TM: In July 2011, you announced that NGINX became a "company". Did you leave your day job for it?

Yes I actually did, I am the main shareholder of the company and I now have a role of the Principal Architect and CTO for Nginx, Inc.

TM: Are you making money with NGINX? If so, how?

It has just started as a commercial entity, but yes, we're making our first money. I can't disclose the names of our clients as of yet, but we've got contracts signed for technical support, consulting and for the first proprietary extensions based on NGINX as well. The latter mostly fall into the area of CDN and media streaming acceleration.

TM: What's your business model for years to come?

From the very beginning we planned to be a product company. We're going to produce a set of paid extensions on top of the open source NGINX that would constitute a viable commercial software product to be used as an "edge web server" for the cloud, hosting and CDN service providers and for the media&entertainment enterprise. This is exactly how NGINX has been used by many successful commercial entities on the Internet and we base our product plans on the real-life conversations with the existing and potential users of NGINX.

TM: They would be based on new code, right? That is, things that you haven't released yet...

Commercial features would be a new code, combined with the existing (and future) open source one. We aren't going to maintain two different distributions, but rather commercial products would be pluggable and licensed separately.

TM: What kind of extensions are you talking about?

For instance, features specific to CDN environment like those facilitating hierarchical architectures and advanced cache control, also commercial-grade HTTP streaming. There will be also improvements over existing L7 acceleration stuff. For the hosting&cloud service providers we are rather focusing on delivering a whole product to serve as a virtual L7 load balancing and accelerating solution with some security-related features too.

TM: Are you concerned about alienating some adopters, who might end up seeing Apache as the "really free" option and NGINX as the expensive one?

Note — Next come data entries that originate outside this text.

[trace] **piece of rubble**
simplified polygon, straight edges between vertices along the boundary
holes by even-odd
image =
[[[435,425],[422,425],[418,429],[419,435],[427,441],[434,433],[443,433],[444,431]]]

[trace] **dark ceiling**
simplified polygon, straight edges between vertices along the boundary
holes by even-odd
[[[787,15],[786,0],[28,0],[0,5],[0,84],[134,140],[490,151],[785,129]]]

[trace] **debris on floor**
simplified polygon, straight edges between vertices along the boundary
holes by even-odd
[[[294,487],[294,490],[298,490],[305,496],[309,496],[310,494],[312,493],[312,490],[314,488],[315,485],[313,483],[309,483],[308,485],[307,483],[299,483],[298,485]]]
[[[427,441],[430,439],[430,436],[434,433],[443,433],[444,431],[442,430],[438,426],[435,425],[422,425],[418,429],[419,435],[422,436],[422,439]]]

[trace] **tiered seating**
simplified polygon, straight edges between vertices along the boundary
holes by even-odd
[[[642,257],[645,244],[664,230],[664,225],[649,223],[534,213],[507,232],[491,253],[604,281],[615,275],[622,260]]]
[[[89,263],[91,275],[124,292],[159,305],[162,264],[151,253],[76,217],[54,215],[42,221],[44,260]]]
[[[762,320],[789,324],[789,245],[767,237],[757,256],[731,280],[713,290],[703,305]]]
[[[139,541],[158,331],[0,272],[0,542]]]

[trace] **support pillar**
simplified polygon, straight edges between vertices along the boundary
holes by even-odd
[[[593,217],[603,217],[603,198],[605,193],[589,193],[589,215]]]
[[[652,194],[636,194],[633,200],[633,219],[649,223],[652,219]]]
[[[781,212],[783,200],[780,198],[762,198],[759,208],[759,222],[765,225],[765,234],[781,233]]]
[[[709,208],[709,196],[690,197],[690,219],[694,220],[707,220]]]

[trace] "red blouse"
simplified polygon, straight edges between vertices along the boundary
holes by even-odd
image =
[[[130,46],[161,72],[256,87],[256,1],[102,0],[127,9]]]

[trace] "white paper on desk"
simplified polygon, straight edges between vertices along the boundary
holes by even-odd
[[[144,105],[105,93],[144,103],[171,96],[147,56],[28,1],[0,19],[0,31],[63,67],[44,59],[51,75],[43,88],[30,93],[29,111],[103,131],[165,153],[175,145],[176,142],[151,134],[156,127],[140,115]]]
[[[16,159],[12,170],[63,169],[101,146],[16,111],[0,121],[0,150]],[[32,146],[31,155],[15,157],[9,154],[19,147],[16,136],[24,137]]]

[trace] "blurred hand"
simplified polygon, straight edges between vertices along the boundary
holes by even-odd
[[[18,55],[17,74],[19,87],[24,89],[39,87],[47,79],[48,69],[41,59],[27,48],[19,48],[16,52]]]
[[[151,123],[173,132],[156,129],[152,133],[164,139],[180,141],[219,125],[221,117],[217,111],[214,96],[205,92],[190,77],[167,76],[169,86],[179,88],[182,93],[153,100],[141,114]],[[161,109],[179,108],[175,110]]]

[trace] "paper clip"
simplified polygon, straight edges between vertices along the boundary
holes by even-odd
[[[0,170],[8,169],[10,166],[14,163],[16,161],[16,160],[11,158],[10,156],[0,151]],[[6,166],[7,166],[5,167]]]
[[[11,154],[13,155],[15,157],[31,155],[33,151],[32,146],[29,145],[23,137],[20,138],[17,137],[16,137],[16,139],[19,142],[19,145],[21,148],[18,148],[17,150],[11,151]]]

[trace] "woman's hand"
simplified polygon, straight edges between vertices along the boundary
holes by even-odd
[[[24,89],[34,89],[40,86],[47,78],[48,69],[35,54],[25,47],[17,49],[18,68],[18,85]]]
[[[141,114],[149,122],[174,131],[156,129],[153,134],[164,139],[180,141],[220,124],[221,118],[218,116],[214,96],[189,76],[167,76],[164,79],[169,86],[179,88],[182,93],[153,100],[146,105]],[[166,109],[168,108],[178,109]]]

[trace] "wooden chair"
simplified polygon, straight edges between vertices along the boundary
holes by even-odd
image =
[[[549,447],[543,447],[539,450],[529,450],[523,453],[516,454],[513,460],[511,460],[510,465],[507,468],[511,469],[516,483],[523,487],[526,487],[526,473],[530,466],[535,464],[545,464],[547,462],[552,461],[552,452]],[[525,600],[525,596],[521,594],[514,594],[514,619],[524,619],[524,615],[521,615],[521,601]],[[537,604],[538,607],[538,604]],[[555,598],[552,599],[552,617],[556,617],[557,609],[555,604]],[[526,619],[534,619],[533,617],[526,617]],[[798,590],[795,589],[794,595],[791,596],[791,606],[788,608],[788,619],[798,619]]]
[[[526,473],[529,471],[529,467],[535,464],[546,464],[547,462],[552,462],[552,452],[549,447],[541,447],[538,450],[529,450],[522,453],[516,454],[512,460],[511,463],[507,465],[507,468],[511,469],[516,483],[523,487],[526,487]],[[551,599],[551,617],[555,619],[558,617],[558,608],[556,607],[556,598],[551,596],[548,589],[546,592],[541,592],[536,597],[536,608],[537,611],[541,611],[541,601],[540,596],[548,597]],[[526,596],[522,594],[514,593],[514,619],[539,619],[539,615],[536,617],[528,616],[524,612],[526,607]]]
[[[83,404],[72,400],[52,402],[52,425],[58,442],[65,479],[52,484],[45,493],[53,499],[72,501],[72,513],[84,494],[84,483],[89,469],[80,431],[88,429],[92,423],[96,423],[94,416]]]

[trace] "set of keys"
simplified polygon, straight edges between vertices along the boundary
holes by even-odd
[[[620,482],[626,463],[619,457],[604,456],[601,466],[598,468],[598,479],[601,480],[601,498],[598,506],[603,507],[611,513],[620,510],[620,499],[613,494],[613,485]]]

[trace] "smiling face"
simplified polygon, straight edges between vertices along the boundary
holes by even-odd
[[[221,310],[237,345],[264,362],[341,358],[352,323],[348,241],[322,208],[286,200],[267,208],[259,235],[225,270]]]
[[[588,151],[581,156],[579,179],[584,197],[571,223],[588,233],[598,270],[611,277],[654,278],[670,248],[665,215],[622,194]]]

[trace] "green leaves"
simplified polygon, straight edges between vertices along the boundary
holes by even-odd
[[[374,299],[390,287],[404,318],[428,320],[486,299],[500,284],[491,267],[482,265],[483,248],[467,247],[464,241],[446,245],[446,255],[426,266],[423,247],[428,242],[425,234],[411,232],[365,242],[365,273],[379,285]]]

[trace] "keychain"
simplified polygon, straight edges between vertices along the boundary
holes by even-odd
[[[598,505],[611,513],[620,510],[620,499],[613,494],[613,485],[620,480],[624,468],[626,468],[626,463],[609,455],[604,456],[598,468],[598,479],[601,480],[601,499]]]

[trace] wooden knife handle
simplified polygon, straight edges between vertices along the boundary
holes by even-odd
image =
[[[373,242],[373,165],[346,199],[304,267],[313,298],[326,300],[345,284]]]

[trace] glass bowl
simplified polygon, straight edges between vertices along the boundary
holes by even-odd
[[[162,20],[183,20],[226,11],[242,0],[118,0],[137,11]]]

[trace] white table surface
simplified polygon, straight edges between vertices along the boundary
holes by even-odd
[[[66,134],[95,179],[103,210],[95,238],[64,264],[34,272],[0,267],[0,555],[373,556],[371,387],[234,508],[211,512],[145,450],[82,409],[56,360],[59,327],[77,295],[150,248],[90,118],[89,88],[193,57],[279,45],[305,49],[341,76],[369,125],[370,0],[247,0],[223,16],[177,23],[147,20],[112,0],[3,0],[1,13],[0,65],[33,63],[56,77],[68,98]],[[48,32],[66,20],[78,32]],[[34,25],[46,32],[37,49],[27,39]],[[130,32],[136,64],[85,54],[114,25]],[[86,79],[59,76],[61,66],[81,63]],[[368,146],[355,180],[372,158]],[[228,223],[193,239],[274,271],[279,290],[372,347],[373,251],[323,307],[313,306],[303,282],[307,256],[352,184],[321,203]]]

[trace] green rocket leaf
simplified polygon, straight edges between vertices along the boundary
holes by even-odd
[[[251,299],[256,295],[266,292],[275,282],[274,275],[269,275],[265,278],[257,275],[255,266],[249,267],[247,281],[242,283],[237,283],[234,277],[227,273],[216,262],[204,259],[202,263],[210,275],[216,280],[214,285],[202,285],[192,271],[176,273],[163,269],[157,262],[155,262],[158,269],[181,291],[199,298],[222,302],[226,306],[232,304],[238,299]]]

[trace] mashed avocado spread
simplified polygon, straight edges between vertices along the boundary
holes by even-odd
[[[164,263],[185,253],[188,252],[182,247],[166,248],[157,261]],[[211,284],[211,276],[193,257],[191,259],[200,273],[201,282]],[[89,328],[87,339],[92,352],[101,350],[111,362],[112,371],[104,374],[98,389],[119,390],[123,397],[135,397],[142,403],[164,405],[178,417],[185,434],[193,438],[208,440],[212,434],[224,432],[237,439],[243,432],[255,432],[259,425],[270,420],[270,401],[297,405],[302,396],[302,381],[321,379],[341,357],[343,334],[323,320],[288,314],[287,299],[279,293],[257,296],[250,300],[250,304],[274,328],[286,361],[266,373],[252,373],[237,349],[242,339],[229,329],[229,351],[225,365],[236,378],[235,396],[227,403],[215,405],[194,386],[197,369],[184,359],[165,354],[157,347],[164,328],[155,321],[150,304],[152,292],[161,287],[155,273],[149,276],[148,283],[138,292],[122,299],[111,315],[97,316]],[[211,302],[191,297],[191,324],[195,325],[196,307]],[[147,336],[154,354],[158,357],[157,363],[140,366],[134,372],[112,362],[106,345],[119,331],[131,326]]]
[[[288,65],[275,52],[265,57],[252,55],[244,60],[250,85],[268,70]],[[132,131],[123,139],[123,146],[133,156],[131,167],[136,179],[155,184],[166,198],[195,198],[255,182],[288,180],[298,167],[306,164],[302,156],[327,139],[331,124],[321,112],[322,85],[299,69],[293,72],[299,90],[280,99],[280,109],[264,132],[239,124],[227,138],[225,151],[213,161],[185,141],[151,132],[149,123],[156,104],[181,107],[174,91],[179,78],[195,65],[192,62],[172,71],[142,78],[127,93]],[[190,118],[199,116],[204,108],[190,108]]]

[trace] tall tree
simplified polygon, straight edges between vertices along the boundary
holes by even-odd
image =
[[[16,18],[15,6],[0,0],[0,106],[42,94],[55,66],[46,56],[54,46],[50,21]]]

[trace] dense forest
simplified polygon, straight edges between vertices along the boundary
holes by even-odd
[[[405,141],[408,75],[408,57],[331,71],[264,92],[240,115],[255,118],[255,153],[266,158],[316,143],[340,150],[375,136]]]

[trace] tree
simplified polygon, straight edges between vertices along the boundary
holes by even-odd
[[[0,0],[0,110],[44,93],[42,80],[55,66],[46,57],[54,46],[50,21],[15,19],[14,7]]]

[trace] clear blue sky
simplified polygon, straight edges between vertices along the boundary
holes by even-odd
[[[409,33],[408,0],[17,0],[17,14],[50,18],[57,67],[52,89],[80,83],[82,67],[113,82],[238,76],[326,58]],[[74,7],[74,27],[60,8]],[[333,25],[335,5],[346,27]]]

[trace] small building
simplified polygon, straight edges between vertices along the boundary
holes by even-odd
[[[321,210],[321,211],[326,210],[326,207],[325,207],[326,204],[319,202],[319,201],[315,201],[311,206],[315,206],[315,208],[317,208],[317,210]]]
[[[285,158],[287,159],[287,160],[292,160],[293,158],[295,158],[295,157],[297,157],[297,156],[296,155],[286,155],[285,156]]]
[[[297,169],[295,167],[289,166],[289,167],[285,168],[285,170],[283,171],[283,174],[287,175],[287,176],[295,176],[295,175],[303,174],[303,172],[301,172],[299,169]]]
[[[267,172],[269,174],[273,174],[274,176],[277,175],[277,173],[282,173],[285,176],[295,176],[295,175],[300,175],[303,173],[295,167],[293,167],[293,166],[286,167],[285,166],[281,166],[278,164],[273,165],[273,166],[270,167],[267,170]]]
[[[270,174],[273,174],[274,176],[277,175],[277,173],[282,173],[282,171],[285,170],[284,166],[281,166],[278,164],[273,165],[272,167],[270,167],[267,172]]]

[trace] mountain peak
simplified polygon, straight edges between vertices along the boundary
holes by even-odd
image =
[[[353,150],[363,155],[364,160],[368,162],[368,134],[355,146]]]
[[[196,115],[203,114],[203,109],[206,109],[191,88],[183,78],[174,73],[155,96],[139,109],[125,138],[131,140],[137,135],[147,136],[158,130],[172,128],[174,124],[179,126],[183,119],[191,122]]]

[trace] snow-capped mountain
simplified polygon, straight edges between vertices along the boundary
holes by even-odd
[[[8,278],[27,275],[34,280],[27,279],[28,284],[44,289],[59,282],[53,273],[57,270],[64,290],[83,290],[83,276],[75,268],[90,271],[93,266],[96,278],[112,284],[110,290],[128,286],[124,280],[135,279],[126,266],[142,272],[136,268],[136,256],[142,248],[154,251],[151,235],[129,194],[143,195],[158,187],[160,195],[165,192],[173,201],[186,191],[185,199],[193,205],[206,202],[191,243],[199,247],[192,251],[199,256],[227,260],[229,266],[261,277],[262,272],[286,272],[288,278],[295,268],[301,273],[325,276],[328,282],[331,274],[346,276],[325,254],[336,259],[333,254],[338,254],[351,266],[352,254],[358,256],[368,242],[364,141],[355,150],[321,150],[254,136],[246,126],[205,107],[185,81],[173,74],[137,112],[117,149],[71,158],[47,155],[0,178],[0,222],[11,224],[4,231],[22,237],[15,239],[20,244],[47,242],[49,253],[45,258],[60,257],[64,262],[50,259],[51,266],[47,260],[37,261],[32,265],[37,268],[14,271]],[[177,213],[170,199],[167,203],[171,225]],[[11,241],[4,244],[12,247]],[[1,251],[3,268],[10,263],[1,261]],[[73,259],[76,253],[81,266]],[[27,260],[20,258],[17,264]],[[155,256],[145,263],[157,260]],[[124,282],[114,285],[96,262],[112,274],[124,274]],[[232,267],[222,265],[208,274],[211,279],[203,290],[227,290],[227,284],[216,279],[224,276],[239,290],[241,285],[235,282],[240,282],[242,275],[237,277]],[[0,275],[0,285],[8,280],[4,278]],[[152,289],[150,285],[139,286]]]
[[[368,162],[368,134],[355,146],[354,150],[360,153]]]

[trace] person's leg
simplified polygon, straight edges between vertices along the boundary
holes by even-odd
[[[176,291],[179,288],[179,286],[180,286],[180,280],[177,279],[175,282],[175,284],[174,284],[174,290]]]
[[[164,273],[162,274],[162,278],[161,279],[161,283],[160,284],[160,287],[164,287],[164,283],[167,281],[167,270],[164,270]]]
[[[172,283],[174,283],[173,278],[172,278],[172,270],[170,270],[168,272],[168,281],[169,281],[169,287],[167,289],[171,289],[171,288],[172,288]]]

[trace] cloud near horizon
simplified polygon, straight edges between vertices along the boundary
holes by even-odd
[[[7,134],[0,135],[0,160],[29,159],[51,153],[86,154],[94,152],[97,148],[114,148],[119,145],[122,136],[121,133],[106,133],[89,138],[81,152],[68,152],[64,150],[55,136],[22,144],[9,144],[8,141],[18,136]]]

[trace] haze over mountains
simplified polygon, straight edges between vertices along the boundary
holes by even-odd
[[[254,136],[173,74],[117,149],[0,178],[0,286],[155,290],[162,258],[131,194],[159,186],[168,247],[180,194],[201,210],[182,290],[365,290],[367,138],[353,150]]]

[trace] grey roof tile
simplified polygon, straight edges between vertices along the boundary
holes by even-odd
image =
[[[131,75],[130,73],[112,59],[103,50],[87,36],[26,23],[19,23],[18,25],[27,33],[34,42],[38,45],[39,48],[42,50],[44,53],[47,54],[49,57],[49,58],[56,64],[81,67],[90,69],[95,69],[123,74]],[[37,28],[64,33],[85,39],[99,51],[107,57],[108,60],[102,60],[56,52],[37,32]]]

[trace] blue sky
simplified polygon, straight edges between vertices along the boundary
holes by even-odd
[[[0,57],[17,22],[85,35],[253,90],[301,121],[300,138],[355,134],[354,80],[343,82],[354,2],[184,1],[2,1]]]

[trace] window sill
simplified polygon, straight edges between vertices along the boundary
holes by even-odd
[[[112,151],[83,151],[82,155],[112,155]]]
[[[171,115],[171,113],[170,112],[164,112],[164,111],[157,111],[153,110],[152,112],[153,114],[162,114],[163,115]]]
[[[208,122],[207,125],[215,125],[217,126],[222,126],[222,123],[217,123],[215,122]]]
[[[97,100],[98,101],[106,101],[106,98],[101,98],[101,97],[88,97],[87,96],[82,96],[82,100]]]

NGINX will remain a fully functional free open source web server under the same 2-clause BSD license. We have a whole lot of new features to add to the publicly available NGINX like websockets, support for SPDY, extended HTTP streaming, improved caching, a better API and so on. There's really no shortage of features in our roadmap to add to the "free open source NGINX".

However, with the commercial extensions we're targeting the companies who have been using NGINX for years and now demand more commercial-grade features which aren't normally available in any existing open source product. With time, we're also going to target enterprise market and this type of customers often require both technical support and license payments, while fully appreciating the open source nature of the foundation product.

For the people who are worried about whether NGINX is "really free" I can point to the list of changes that were introduced to the open source version in just the past few months since the company has started (there are literally dozens of improvements and bugfixes).

I believe this is the best illustration in regards to how much we're devoted to maintaining the BSD-licensed software. In fact, we're seeing a growing number of new users interested in NGINX and we're quite happy the news about the company and the funding didn't alienate them. We all believe that the fact the company has started is really beneficially for the project as it greatly secures and streamlines the development.

TM: Thank you for answering my questions Igor!